Wiadomości

Chcieli okraść kantor?

Data publikacji 27.04.2017

Dzięki zabrzańskiemu dzielnicowemu, który ostrzegł przed oszustami pracownicę kantoru, nie doszło do wyłudzenia dużej ilości gotówki. Najpierw do placówki zadzwonił obcokrajowiec, który chciał wymienić pieniądze, a później fałszywy policjant, który chciał „zabezpieczyć” gotówkę, aby nie padła łupem oszusta. Apelujemy, aby podobne sytuacje zgłaszać Policji.

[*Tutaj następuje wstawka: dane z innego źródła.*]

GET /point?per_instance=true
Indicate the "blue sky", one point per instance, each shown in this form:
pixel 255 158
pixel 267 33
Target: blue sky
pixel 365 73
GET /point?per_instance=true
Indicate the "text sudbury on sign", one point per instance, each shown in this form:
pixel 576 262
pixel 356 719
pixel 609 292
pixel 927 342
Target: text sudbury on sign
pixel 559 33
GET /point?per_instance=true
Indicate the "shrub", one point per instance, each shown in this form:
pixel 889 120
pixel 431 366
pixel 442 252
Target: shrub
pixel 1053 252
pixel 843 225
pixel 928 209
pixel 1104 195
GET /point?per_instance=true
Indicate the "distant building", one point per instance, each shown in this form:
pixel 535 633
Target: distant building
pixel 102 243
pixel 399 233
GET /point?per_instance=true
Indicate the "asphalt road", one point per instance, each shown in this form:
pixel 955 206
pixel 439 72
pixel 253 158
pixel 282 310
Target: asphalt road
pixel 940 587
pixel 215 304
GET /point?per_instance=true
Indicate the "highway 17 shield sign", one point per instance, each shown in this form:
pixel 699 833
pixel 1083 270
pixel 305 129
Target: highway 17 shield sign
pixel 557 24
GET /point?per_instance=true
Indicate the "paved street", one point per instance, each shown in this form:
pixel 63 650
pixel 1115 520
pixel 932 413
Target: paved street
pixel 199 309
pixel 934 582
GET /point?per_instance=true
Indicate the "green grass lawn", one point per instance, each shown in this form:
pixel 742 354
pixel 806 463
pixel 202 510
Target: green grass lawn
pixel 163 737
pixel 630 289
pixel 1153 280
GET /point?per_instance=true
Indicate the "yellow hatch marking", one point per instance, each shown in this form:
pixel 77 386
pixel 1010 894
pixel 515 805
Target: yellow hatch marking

Do zdarzenia doszło w zabrzańskiej dzielnicy Rokitnica. Do jednego z kantorów zadzwonił obcokrajowiec, który chciał wymienić pieniądze. Podał kwotę, która go interesuje. Kiedy otrzymał informację, że transakcja może zostać zrealizowana poinformował, że pojawi się w placówce za parę minut. Po chwili do kantoru zadzwonił fałszywy policjant, który powiadomił pracownika, że jest na tropie szajki napadającej na kantory. Aby ustrzec gotówkę przed kradzieżą, wyśle po nią policjantów. Aby uwiarygodnić swoją tożsamość polecił nie rozłączać się, tylko wybrać numer 997 i połączyć się z dyżurnym, który potwierdzi jego dane. Kobieta natychmiast rozłączyła połączenie i z drugiego telefonu zadzwoniła na V komisariat, informując prawdziwych policjantów o zdarzeniu. Jak sama stwierdziła, to dzięki dzielnicowemu zareagowała w taki sposób. Okazało się bowiem, że kilka dni wcześniej w ramach obchodu swojego rejonu, dzielnicowy odwiedzał palcówki handlowo-usługowe ostrzegając m.in. przed działaniem oszustów. W ramach programu „Dzielnicowy bliżej nas” przekazał numery kontaktowe do komisariatu, a także do siebie. Wspomniał również, że najszybciej można skontaktować się z dzielnicowym używając aplikacji „Moja Komenda”, którą można bezpłatnie zainstalować na swoim telefonie komórkowym.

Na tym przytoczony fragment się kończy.